What men want
Rather than summarizing my entire day, which was pretty unremarkable, I just want to tell one very short anecdote.
After I finished work around 19h00, I biked home and stopped at the Monoprix at the top of the hill near my place (near Goncourt) to buy some tomatoes for tonight’s curry and a few other things. As I headed towards the cash register, my path was crossed by a guy who was…well…pretty emphatically gay. I don’t mean he was especially feminine or limp-wristed, but rather that he had groomed and dressed himself into the epitome of the middle-aged Parisian gay man who claims to be “over” the scene while being totally in the scene: a meticulously-trimmed “oh, I just let this grow” three-day beard; buzz-cut hair that announces that he is balding gracefully; a simple navy blue knit scarf knotted at the throat; a brown leather motorcylist-style jacket to give his skinny frame the appearance of musculature; a discreet and solid-colored designer shirt; expensive designer jeans that are just tight enough to show off his ass; leather ankle boots with a low heel.

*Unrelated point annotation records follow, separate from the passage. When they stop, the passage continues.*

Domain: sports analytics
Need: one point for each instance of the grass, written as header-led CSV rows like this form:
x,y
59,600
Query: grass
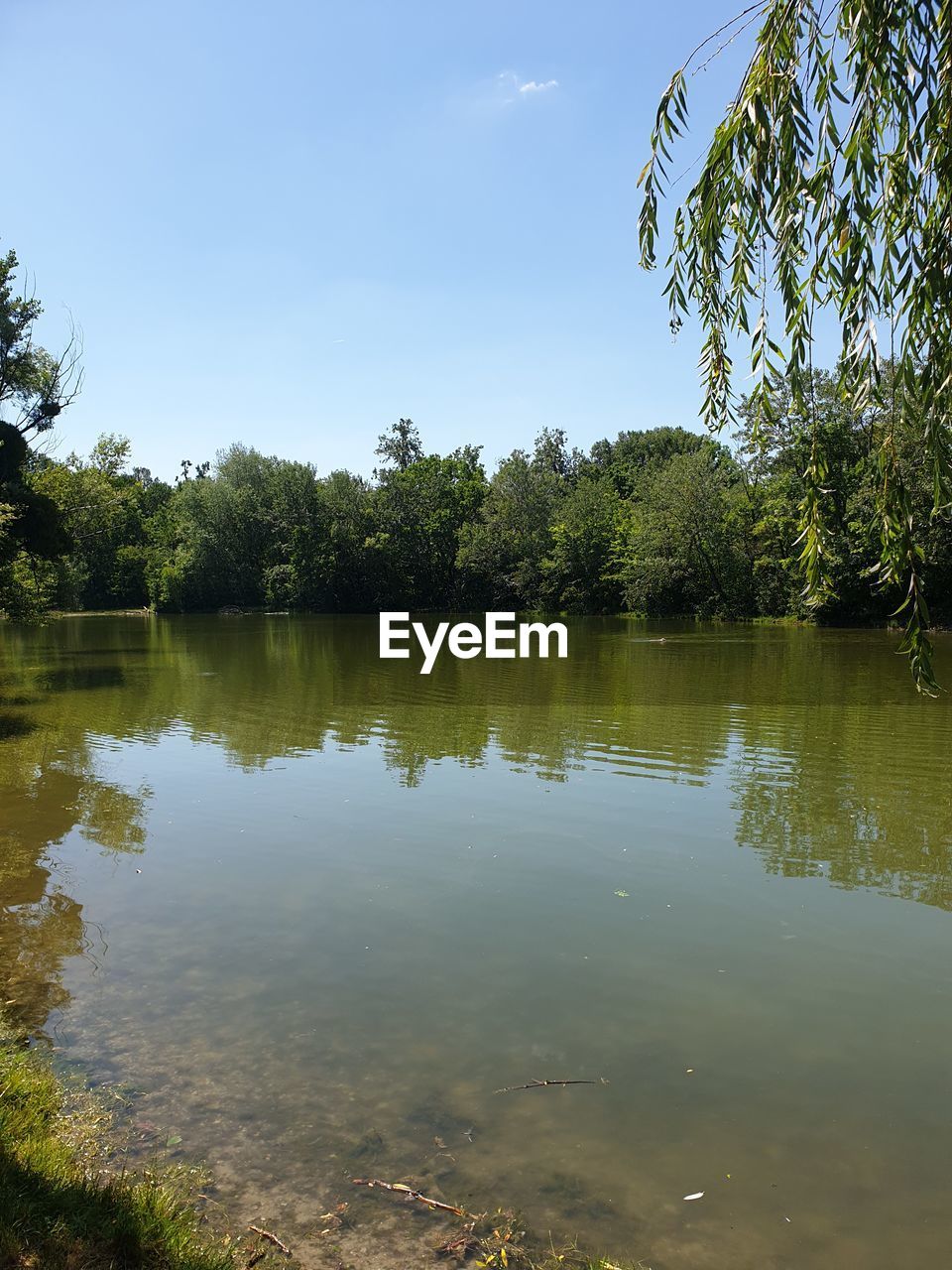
x,y
60,1206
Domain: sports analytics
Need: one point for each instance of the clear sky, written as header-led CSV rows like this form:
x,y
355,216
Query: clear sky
x,y
290,223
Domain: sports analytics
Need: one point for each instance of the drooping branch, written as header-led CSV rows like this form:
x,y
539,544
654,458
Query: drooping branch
x,y
826,186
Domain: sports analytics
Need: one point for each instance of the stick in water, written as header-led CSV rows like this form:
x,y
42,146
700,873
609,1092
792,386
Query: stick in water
x,y
411,1194
540,1084
272,1238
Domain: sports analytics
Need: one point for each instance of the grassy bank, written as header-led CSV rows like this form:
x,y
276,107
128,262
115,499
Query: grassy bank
x,y
63,1207
66,1203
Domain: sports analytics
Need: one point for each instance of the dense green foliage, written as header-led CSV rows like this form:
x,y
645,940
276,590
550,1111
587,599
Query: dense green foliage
x,y
828,187
35,388
662,522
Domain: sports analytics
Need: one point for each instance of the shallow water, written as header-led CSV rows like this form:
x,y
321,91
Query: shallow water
x,y
312,910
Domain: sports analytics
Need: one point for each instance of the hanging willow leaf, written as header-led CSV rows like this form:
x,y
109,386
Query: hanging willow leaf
x,y
828,186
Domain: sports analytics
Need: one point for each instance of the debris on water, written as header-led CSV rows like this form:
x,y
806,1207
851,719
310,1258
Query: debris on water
x,y
540,1084
403,1189
272,1238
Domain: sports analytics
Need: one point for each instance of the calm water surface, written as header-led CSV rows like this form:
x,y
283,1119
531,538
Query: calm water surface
x,y
312,910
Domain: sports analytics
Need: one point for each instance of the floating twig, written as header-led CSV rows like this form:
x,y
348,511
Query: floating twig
x,y
540,1084
272,1238
461,1245
400,1189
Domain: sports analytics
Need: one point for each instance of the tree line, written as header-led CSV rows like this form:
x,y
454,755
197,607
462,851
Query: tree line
x,y
660,522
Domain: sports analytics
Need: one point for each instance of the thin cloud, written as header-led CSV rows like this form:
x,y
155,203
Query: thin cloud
x,y
512,86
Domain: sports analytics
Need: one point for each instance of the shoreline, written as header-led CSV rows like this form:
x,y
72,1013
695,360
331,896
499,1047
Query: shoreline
x,y
72,1192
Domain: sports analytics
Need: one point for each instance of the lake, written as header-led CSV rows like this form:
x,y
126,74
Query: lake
x,y
309,911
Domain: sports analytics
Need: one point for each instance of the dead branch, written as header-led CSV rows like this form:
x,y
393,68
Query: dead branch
x,y
400,1189
542,1084
272,1238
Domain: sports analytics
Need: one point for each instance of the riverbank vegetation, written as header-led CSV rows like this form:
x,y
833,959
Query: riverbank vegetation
x,y
66,1203
63,1207
660,522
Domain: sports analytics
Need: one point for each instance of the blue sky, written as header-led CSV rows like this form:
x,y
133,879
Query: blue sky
x,y
291,223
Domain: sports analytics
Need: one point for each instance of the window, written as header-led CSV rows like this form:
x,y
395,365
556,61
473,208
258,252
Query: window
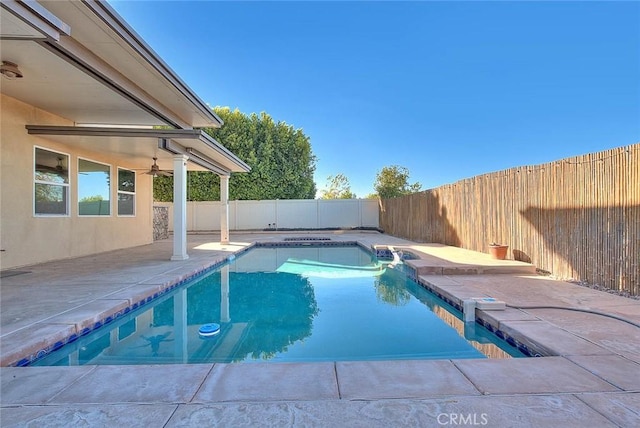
x,y
126,192
94,188
51,183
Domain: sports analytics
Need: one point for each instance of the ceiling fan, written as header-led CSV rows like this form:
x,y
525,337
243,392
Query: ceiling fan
x,y
156,171
58,169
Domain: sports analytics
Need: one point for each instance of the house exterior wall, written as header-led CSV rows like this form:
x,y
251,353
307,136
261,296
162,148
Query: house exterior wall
x,y
27,239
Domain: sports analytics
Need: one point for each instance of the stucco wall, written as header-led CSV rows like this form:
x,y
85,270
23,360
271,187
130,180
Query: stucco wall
x,y
27,239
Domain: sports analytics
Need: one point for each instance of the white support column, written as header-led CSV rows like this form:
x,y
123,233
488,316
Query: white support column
x,y
224,209
180,208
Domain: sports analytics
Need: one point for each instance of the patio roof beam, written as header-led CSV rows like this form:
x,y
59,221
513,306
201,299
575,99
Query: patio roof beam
x,y
164,135
203,161
38,18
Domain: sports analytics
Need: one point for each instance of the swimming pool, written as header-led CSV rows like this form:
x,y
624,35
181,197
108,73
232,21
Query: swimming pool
x,y
284,304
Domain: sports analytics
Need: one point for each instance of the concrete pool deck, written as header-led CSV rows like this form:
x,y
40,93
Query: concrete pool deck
x,y
591,379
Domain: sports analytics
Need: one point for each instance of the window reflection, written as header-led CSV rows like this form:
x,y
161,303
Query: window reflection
x,y
94,188
51,177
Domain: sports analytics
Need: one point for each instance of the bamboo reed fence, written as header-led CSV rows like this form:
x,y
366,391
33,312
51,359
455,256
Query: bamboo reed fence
x,y
576,218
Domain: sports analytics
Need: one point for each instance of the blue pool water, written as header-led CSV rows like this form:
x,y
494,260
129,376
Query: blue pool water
x,y
289,304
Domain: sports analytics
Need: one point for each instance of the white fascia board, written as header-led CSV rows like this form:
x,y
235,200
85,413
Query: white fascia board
x,y
111,18
81,57
38,18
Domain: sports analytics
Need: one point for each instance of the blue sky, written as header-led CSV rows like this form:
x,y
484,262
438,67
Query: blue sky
x,y
448,90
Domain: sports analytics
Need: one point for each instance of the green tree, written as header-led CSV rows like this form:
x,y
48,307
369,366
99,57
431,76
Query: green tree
x,y
338,187
393,181
280,156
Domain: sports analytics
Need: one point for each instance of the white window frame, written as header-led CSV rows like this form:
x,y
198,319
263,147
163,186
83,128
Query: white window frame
x,y
110,189
66,186
119,192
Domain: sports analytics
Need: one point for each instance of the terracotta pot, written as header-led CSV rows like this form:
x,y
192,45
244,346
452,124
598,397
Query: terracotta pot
x,y
498,252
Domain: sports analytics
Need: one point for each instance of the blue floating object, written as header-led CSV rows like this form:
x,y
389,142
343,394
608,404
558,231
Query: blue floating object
x,y
209,330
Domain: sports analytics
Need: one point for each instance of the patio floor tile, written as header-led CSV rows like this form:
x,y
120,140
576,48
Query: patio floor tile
x,y
400,379
522,412
531,376
622,409
137,384
37,385
100,415
272,382
619,371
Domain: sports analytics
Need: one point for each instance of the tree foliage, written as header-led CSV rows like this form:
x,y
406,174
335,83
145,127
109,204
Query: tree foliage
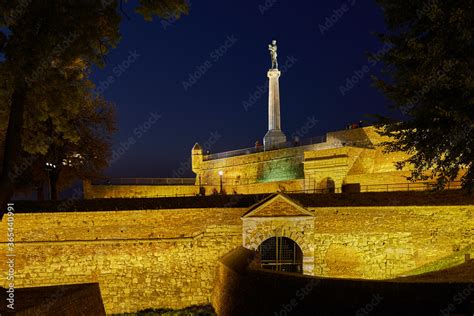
x,y
48,49
428,76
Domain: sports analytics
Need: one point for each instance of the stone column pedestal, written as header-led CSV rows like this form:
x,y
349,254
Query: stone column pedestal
x,y
274,136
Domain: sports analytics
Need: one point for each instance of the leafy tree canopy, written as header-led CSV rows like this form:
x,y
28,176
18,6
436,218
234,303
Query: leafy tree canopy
x,y
430,80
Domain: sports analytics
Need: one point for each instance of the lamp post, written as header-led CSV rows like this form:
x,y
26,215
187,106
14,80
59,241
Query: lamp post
x,y
49,167
221,173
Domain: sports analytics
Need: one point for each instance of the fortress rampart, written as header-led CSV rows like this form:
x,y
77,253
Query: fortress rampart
x,y
167,257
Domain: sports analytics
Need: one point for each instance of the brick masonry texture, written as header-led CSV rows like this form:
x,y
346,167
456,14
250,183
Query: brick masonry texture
x,y
167,258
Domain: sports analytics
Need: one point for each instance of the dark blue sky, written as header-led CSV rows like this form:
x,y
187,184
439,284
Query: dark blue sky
x,y
163,56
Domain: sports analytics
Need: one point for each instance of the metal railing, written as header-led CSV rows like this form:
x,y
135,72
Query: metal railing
x,y
257,149
389,187
145,181
415,186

Anyway, I list all of this because he was broadcasting “gay” to me from the moment he entered my field of vision, and he was heading to the cash register with something small in his hand. He pulled into the aisle across from mine, so I could get a clear look at his purchases: two large packages of “personal lubricant.” We’re in a grocery store in a mixed-class ethnic area of town, surrounded by mommies and screaming children piling the cash registers with food and household items, and this dude plops down TWO boxes of lube as his only purchase.
The boy is buying in bulk, yo.
(Good for him if he’s going through lube that fast, though.)